These procedures are necessary steps to follow while preparing to pour elevated concrete patios. These steps are specific for the elevated patio shown on figure 15 but it also can be used for any elevated slab if poured monolithic with thicken edged slabs as shown on figure 16.
Step 1: Remove Biodegradable Materials
At first before doing anything remove the grass, top soil, landscaping, and all biodegradable material from the footprint of the patio. As shown on plans figure 15, this patio is added to a new house addition. In order to avoid any damage to the patio during the house addition construction, do not start the patio work until after the framing is completed.
The areas of the ground that were disturbed by footing and foundations excavation must be at least 95% compacted.
To do this step effectively the footprint of the patio need to be layout and spray painted on the ground, roughly a foot more than the actual layout.
By doing this step upfront, the risk of burying these materials below the slab is eliminated. Over time once these materials are decayed, it will cause slab settlement and cracking.
Step 2: Forming
Since the top of the concrete patio is about 16” above ground level, one row 2x12 on top of a row of 2x4 should be sufficient for forming. This arrangement is shown on detail 10. It is a good idea for the patio to be perpendicular to the house. Refer to [insert cement driveway] as it describes in detail how to go about squaring the patio.
Per detail 10 the steel stake against the 2x12 forms are responsible for alignment and elevation of the slab. The vertical 2x4 must be driven into the ground to prevent the bottom from pushing outward. If the 2x can’t be driven into the ground, use a steel stake and drive it into the ground to hold the vertical 2x4 in place.
The 2x4 diagonal also called a kicker. Its function is to prevent the top of the form from buckling due to the weight of the concrete. The kicker is most effective when it creates 45 degrees with ground level.
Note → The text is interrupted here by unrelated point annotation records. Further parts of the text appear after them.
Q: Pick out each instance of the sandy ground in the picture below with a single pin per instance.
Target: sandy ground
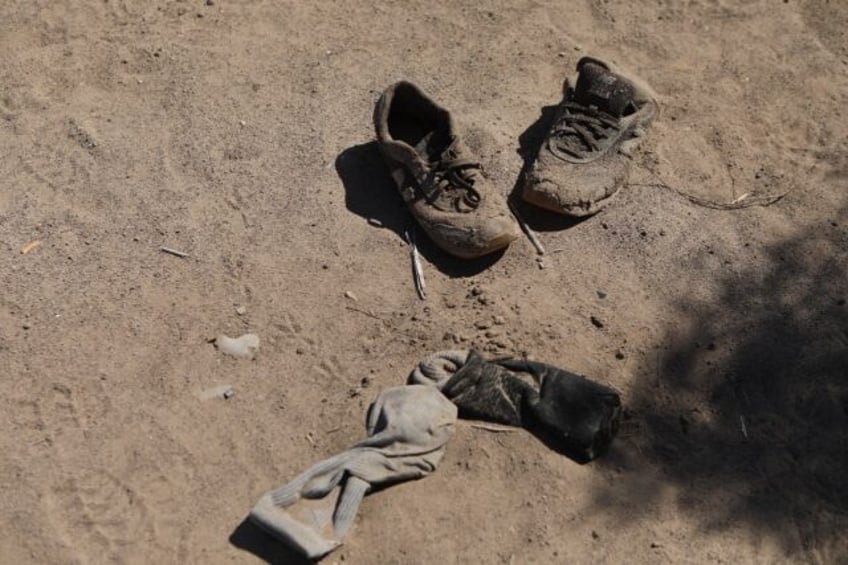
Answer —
(240, 132)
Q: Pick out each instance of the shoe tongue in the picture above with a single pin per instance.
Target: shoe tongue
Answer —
(598, 86)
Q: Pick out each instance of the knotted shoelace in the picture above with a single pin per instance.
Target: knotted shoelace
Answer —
(453, 177)
(580, 130)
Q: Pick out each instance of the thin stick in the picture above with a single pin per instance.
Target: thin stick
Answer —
(495, 429)
(527, 231)
(366, 312)
(174, 252)
(417, 270)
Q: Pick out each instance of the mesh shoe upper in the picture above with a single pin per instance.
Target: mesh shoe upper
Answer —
(582, 162)
(442, 184)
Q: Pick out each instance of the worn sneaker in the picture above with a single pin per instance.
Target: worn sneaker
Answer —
(585, 158)
(443, 186)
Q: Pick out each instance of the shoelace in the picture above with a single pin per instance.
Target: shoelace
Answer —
(453, 173)
(585, 124)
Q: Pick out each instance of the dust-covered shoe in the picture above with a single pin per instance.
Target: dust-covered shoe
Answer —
(441, 183)
(585, 158)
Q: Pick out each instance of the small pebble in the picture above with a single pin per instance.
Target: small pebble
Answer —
(244, 347)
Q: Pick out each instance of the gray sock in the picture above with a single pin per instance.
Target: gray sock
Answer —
(408, 428)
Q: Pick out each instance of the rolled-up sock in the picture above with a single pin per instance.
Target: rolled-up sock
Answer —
(408, 428)
(570, 412)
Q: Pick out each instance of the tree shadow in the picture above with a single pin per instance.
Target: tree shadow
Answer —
(371, 194)
(529, 144)
(251, 538)
(748, 402)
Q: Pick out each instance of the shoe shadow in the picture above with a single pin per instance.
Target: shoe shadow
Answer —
(371, 194)
(251, 538)
(530, 143)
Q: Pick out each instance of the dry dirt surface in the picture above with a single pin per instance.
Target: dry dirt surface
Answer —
(240, 133)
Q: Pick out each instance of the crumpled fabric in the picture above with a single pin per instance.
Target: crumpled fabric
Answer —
(567, 411)
(407, 428)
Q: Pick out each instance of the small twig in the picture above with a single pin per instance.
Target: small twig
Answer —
(365, 312)
(174, 252)
(527, 231)
(417, 271)
(495, 429)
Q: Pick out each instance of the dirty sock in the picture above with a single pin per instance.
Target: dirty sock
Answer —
(568, 411)
(408, 428)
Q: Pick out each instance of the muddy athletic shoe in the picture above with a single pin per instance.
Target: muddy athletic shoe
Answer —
(442, 184)
(585, 158)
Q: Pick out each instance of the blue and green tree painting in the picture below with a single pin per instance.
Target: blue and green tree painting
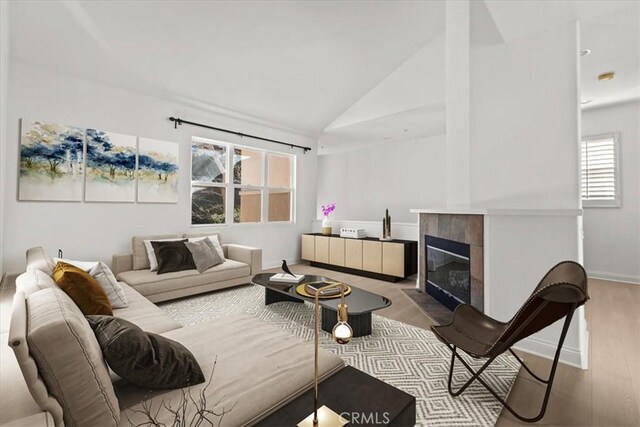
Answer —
(51, 162)
(157, 171)
(111, 167)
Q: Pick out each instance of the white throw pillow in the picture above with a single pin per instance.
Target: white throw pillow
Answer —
(151, 254)
(103, 275)
(216, 243)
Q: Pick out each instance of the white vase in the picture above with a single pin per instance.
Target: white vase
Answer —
(326, 226)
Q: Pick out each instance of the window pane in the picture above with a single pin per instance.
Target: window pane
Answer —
(247, 167)
(247, 205)
(207, 205)
(598, 172)
(279, 171)
(279, 205)
(208, 162)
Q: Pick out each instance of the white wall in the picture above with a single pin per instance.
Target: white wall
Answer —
(612, 235)
(4, 75)
(524, 122)
(401, 176)
(525, 155)
(521, 249)
(98, 230)
(458, 159)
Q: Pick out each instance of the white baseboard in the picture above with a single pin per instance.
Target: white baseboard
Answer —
(614, 277)
(547, 349)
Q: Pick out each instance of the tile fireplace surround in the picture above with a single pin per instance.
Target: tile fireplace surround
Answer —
(463, 228)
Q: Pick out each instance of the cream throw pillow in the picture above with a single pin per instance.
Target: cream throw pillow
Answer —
(105, 278)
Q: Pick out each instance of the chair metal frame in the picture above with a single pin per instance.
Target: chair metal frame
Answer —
(501, 347)
(476, 374)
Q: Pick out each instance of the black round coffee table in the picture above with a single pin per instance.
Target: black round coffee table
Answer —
(360, 302)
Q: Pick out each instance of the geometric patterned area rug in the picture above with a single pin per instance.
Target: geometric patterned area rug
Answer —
(407, 357)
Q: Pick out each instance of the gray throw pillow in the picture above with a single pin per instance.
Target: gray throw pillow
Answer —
(204, 254)
(143, 358)
(173, 256)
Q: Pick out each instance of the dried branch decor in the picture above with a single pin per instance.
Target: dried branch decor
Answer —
(190, 412)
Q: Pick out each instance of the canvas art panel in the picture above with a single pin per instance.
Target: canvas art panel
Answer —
(157, 171)
(51, 162)
(110, 167)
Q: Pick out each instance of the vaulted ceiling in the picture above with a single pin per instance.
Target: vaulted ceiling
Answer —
(350, 73)
(299, 64)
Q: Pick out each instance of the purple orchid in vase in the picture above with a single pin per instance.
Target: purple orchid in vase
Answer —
(326, 211)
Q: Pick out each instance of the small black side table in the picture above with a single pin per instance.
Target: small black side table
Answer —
(358, 397)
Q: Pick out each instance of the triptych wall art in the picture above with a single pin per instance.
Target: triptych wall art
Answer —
(64, 163)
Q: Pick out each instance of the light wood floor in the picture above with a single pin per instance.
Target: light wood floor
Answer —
(607, 394)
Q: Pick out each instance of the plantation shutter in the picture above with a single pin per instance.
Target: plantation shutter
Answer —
(599, 171)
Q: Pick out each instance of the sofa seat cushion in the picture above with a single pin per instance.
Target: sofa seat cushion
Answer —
(144, 313)
(149, 282)
(259, 368)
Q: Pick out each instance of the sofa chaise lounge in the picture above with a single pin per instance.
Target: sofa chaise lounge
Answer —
(241, 263)
(259, 367)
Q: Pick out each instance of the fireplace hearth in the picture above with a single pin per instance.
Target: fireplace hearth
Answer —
(448, 272)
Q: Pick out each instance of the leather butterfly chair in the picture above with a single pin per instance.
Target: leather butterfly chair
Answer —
(559, 293)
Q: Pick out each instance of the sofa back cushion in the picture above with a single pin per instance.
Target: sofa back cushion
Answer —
(37, 259)
(33, 281)
(202, 234)
(69, 360)
(18, 342)
(140, 257)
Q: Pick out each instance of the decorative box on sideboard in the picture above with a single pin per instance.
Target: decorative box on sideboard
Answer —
(392, 260)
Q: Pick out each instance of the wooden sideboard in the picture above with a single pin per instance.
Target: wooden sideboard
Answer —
(392, 260)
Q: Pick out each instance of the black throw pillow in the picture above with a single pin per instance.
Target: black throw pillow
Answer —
(143, 358)
(173, 256)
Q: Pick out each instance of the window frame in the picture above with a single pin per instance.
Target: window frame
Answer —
(230, 186)
(268, 188)
(616, 202)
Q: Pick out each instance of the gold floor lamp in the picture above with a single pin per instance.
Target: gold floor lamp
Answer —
(342, 333)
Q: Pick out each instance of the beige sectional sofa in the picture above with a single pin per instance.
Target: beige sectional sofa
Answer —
(242, 262)
(259, 367)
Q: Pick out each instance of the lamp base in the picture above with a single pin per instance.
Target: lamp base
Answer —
(326, 418)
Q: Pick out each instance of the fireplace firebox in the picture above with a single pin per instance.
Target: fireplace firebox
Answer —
(448, 272)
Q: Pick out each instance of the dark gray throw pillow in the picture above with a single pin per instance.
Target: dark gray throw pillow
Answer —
(173, 256)
(143, 358)
(204, 254)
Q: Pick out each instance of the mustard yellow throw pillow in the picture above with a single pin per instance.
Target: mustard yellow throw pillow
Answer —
(83, 289)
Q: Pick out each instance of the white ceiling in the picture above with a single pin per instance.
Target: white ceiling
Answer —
(609, 28)
(352, 73)
(299, 64)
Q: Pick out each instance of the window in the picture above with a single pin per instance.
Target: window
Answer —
(600, 171)
(260, 185)
(280, 178)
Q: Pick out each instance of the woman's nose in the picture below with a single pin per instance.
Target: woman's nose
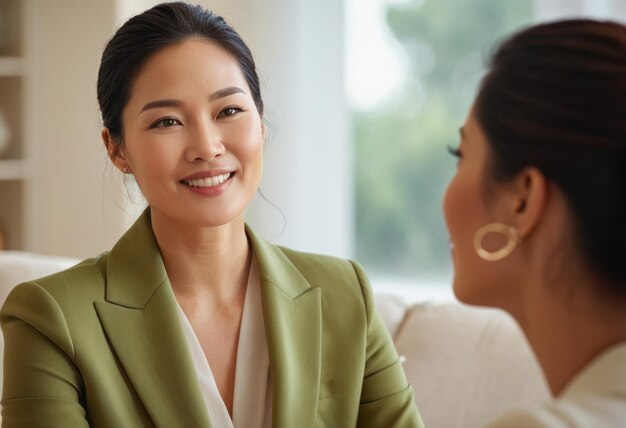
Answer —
(205, 143)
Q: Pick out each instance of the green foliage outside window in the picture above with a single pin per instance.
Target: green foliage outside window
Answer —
(402, 165)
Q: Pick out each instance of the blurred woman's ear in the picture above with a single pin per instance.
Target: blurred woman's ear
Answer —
(530, 191)
(115, 151)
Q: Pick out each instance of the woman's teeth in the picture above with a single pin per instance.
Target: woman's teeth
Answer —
(208, 181)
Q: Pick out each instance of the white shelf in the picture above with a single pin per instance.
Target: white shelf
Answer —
(13, 169)
(11, 66)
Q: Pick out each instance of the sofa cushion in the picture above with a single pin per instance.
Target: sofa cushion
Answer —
(467, 365)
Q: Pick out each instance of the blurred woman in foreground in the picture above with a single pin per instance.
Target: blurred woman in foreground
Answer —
(537, 212)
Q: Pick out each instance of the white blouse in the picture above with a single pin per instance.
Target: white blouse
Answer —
(595, 398)
(252, 398)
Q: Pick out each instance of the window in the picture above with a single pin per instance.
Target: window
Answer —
(413, 69)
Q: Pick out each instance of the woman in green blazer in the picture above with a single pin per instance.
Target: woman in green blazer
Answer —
(114, 341)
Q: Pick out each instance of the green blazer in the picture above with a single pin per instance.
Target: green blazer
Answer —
(101, 345)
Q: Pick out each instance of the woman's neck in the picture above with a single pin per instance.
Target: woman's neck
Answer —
(568, 330)
(204, 261)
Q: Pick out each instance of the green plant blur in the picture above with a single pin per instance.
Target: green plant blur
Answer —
(402, 165)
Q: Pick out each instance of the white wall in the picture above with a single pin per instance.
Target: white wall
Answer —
(67, 209)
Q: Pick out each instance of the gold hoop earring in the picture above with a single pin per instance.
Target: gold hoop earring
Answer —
(508, 231)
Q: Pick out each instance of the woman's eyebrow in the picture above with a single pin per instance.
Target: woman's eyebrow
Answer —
(161, 103)
(226, 92)
(177, 103)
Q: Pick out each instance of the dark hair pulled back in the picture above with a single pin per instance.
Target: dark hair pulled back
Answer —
(145, 34)
(555, 98)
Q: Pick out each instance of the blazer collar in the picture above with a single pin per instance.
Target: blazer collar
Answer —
(135, 268)
(141, 321)
(292, 312)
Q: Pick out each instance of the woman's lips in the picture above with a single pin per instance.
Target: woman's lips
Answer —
(209, 186)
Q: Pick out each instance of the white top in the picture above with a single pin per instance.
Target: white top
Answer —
(595, 398)
(252, 398)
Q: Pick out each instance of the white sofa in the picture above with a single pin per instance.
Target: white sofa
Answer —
(466, 365)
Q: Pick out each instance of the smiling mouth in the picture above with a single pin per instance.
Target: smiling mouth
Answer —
(208, 181)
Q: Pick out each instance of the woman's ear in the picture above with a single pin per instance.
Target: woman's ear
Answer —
(263, 130)
(530, 193)
(115, 151)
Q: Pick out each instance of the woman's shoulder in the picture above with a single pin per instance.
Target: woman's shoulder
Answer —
(322, 266)
(83, 280)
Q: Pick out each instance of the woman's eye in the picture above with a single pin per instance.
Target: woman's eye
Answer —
(229, 111)
(165, 123)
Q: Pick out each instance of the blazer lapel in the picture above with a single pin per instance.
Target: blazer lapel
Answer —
(293, 322)
(140, 320)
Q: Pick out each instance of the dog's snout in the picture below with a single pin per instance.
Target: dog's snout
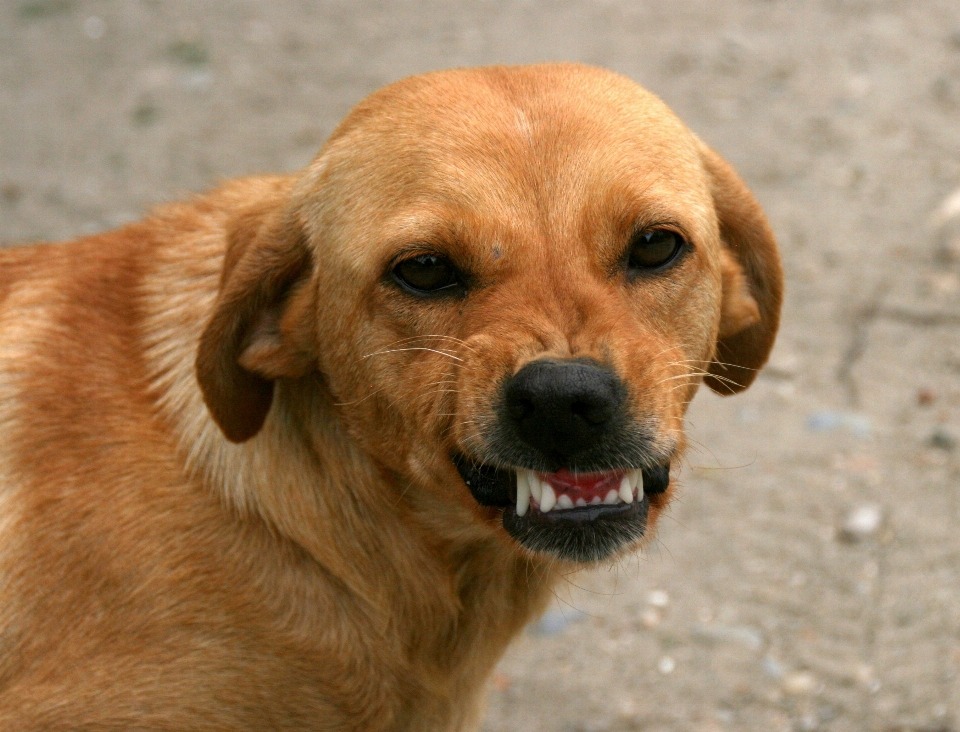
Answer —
(562, 408)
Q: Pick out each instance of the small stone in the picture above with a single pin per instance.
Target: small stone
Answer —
(861, 522)
(666, 665)
(11, 193)
(658, 598)
(941, 439)
(799, 683)
(651, 618)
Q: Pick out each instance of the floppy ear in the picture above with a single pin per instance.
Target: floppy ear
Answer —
(752, 281)
(260, 328)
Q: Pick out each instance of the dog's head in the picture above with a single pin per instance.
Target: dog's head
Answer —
(512, 281)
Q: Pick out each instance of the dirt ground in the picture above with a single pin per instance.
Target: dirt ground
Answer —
(807, 579)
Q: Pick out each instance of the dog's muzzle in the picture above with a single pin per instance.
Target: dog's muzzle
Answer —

The diagonal and vertical 2x4 should be spaced every 5 feet.
When it comes to forming concrete, it is best to overkill. There is one chance to do it right or it will cost a lot of pain, headaches, and most of all money if the form fail during the pour.
Step 3: Fill and Compaction
The forming in step 2 should be done to 3 sides, leaving one side or a portion for equipment such as bobcat to move the fill material in and to do the compactions. Pea gravel is a good option as fill material in this case because it minimizes compaction.
Step 4: Close the form
Once backfilling and compactions are done, go back to step 2 and closeout the areas left open for step 3.